Running a parallel job (alternative episode)

Last updated on 2026-02-03 | Edit this page

Estimated time: 90 minutes

Overview

Questions

  • What is the difference between array jobs and MPI?
  • What benefits arise from parallel execution?
  • What are the limits of gains from execution in parallel?

Objectives

  • Distinguish between job arrays and MPI
  • Download prime generator program
  • Prepare a job submission script for the parallel executable.
  • Launch jobs with parallel execution.
  • Record and summarize the timing and accuracy of jobs.
  • Describe the relationship between job parallelism and performance.

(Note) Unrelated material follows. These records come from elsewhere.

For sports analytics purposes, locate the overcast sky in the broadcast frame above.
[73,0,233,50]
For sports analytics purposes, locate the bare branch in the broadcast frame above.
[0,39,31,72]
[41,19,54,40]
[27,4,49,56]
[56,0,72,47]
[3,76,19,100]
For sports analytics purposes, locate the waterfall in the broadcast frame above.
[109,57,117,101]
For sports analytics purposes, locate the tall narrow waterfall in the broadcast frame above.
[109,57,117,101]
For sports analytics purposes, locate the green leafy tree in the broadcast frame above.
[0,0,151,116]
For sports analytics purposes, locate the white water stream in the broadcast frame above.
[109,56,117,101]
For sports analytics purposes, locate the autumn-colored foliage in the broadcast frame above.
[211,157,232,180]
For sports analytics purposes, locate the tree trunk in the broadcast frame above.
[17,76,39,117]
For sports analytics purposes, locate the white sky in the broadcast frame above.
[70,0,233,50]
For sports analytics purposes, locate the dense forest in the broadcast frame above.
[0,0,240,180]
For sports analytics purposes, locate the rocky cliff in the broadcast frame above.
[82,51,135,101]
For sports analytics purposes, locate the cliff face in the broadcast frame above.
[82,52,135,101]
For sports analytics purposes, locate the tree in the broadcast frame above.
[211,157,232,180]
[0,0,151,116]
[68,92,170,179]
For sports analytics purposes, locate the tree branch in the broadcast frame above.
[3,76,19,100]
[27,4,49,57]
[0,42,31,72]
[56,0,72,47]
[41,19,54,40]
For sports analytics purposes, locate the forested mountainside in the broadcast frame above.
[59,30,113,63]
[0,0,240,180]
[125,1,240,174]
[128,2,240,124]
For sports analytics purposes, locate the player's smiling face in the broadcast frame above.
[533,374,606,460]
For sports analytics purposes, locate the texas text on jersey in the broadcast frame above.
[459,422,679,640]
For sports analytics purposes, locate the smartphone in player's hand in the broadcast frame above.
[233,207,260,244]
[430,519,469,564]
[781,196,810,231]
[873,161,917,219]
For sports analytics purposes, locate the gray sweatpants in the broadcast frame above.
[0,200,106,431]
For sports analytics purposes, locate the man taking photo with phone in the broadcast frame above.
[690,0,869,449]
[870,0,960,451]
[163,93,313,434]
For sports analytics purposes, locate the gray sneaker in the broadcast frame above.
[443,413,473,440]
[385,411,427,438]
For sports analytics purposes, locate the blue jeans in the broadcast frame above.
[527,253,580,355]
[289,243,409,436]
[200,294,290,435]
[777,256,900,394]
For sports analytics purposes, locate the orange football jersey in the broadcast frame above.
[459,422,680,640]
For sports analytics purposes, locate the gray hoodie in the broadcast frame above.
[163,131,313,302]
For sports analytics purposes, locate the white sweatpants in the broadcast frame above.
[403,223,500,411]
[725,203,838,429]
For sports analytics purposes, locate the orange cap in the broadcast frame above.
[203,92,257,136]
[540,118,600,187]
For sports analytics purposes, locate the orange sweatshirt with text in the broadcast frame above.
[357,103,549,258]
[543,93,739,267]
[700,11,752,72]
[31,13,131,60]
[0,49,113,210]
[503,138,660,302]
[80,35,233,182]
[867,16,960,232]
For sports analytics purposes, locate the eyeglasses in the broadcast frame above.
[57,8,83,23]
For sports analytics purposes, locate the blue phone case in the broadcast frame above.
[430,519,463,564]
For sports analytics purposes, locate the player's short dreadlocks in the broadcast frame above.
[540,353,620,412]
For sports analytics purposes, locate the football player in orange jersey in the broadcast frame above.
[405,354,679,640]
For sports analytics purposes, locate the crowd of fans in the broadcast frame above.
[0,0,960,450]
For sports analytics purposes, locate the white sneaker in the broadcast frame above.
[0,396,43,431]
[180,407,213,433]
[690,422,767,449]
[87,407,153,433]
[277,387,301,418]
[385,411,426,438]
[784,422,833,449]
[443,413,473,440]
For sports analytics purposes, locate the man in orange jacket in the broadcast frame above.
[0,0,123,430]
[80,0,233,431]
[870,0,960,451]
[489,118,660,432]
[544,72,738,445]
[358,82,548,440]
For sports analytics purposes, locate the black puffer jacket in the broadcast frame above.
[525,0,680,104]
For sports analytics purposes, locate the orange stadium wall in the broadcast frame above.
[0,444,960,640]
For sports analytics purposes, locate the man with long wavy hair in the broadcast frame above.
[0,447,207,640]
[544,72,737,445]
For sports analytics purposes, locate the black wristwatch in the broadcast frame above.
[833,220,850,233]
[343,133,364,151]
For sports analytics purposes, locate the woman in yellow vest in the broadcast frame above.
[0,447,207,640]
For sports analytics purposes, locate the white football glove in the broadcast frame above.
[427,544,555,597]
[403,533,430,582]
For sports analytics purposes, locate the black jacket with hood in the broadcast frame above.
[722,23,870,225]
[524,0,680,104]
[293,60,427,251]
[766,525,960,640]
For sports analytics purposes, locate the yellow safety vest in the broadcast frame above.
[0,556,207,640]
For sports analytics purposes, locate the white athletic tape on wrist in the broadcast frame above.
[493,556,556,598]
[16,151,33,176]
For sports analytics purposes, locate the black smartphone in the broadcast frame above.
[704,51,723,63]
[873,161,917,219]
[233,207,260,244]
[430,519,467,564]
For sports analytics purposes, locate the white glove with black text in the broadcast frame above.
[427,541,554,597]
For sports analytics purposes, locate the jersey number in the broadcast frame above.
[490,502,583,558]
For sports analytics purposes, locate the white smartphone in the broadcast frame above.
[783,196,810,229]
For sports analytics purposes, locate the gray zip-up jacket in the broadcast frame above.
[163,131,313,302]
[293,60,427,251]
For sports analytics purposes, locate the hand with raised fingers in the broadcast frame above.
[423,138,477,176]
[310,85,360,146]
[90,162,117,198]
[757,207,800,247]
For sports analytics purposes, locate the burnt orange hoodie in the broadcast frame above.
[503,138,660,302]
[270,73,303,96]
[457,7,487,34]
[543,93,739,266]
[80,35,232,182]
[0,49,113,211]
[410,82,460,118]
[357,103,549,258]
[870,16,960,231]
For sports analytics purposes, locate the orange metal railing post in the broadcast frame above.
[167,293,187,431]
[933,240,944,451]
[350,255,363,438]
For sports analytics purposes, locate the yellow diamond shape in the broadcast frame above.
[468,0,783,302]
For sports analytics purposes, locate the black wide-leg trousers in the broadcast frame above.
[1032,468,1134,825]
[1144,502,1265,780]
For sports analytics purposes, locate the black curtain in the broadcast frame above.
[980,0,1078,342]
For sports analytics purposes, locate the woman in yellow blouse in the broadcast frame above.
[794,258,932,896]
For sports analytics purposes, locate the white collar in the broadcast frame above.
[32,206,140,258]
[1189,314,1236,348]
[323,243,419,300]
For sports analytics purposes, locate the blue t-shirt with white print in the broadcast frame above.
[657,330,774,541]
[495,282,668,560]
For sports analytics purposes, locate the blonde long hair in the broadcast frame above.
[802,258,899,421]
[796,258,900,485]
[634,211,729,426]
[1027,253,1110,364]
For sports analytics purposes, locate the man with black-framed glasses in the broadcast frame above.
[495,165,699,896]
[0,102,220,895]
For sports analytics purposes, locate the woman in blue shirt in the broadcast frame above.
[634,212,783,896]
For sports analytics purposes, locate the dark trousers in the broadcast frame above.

In the previous episode we mentioned the use of the Message Passing Interface (MPI) to accomplish parallelisation. While array jobs allow us to launch several instances of the same program, but with different data, across several nodes, MPI allows a single task to be distributed over several CPU cores.

It is thus possible to use array jobs in conjunction with MPI.

Callout

What is MPI?

The Message Passing Interface is a set of tools which allow multiple tasks running simultaneously to communicate with each other. Typically, a single executable is run multiple times, possibly on different machines, and the MPI tools are used to inform each instance of the executable about its sibling processes, and which instance it is. MPI also provides tools to allow communication between instances to coordinate work, exchange information about elements of the task, or to transfer data. An MPI instance typically has its own copy of all the local variables.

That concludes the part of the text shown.